Jacqueline Mattox

Personal information
- Born: 26 September 1969 (age 56)

Sport
- Country: Saint Vincent and the Grenadines
- Sport: Athletics

Medal record
Women's athletics
Representing Saint Vincent and the Grenadines
CARIFTA Games Junior (U20)
| Gold medal – first place | 1987 Port of Spain | long jump |

= Jacqueline Ross =

Vincentian athlete

Jacqueline Mattox (nee Ross; born 26 September 1969) is a Vincentian athlete, who was the first female to compete at Summer Olympics for Saint Vincent and the Grenadines, she was the first Vincentian female to win a gold medal at the CARIFTA Games and also the first Vincentian female recipient of an athletics scholarship.

==Career==
Mattox competed mainly in the long jump and she won a bronze medal at the 1985 CARIFTA Games in the under-17s, two years later she became the first Vincentian female to win a gold medal at the CARIFTA Games winning the long jump in 1987 in Port of Spain, Trinidad and Tobago, later in the year she competed at the 1987 World Championships in Athletics in Rome, Italy, she leaped 5.29 metres and finished 28th out of 29 starters.

The following year Mattox became the first female to compete at the Summer Olympics under the Saint Vincent and the Grenadines flag when they sent their first Olympic team to the 1988 Summer Olympics held in Seoul, South Korea.

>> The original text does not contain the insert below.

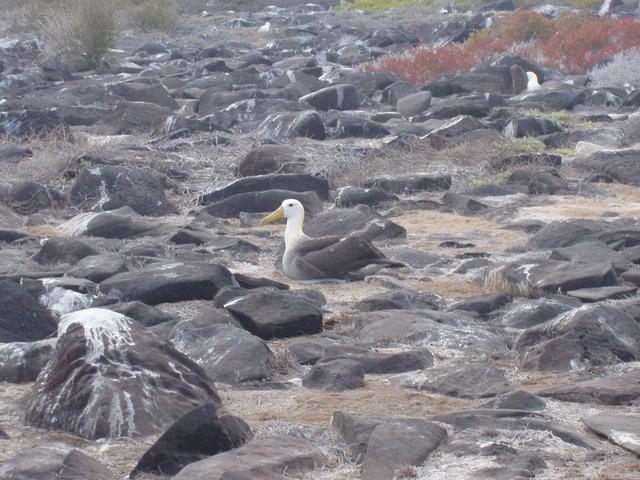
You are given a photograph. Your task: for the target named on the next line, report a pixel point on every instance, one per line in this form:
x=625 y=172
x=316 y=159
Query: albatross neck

In here long jump event her first two jumps were fouls and in her final jump she leaped 5.50 metres, but it wasn't far enough for her to reach the final and ended up finishing 26th out of 30 starters.

In 1989 she won her athletics scholarship and went to the University of Idaho, where her success continued, she became a 10 time Big Sky Conference champion and is currently fourth highest point scorer in track and field for the Idaho Vandals and was named Big Sky Conference Outstanding Field Athlete three years running.

==Family==
Mattox currently resides in Mead, Washington, with her husband and four children, after working as a nurse for eight years, she now works for her husband as a personal administrative assistant.